Denny gave me the glass, and I read what was written on the back. It was in Greek, and it ran thus:
‘By way of Rhodes – small yacht there – arrive seventh.’
I turned the piece of paper over in my hand. I drew a conclusion or two; one was that my tall neighbour was named Stefanopoulos; another that he had made good use of his ears – better than I had made of mine; for a third, I guessed that he would go to Neopalia; for a fourth, I fancied that Neopalia was the place to which the lady had declared she would accompany him.

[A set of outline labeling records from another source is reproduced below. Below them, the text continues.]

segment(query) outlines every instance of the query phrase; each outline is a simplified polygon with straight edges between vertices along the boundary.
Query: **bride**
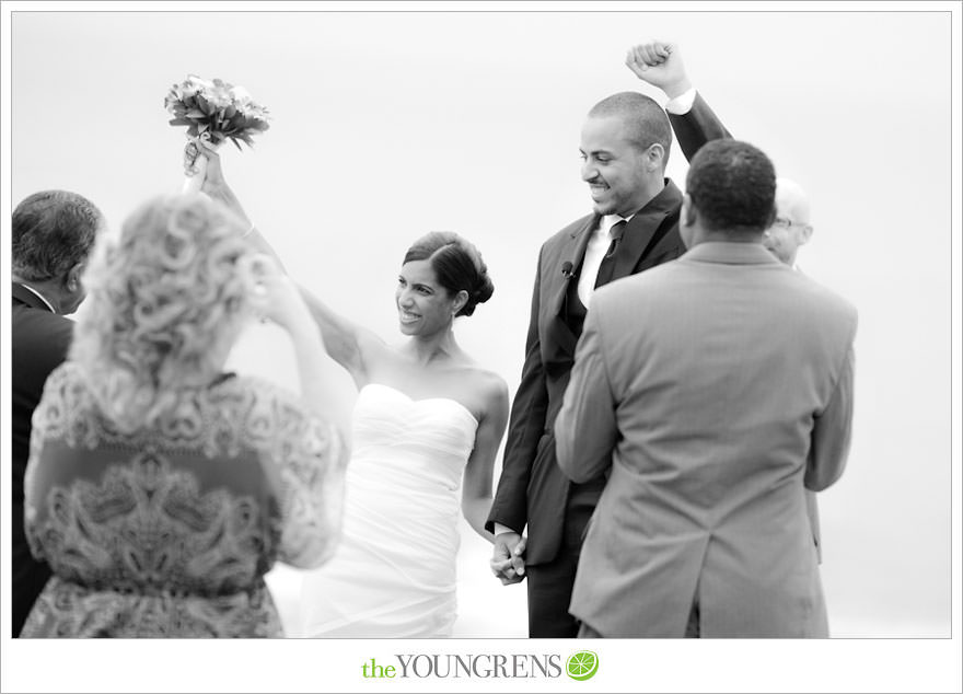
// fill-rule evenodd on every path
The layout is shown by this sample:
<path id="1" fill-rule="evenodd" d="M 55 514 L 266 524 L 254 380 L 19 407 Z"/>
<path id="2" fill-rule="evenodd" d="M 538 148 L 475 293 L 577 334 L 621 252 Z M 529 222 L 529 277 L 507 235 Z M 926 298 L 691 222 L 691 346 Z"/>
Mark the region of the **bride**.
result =
<path id="1" fill-rule="evenodd" d="M 206 154 L 201 189 L 247 219 L 219 157 Z M 253 227 L 252 234 L 259 236 Z M 385 344 L 304 292 L 328 352 L 359 389 L 343 539 L 322 569 L 304 576 L 305 636 L 451 636 L 459 509 L 492 541 L 484 525 L 509 409 L 504 381 L 465 354 L 452 328 L 492 290 L 474 245 L 433 232 L 402 263 L 401 344 Z"/>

Then I fell to wondering why all these things should be so, why he wished to remember the route of my journey, the date of my arrival, and the fact that I meant to hire a yacht. Finally, those two chance encounters, taken with the rest, assumed a more interesting complexion.
‘When you’ve done with that bit of paper,’ observed Denny, in a tone expressive of exaggerated patience, ‘we might as well go on, old fellow.’
‘All right. I’ve done with it – for the present,’ said I. But I took the liberty of slipping Mr Constantine Stefanopoulos’s memorandum into my pocket.
The general result of the evening was to increase most distinctly my interest in Neopalia. I went to bed still thinking of my purchase, and I recollect that the last thing which came into my head before I went to sleep was, ‘What did she mean by pointing to the ring?’
Well, I found an answer to that later on.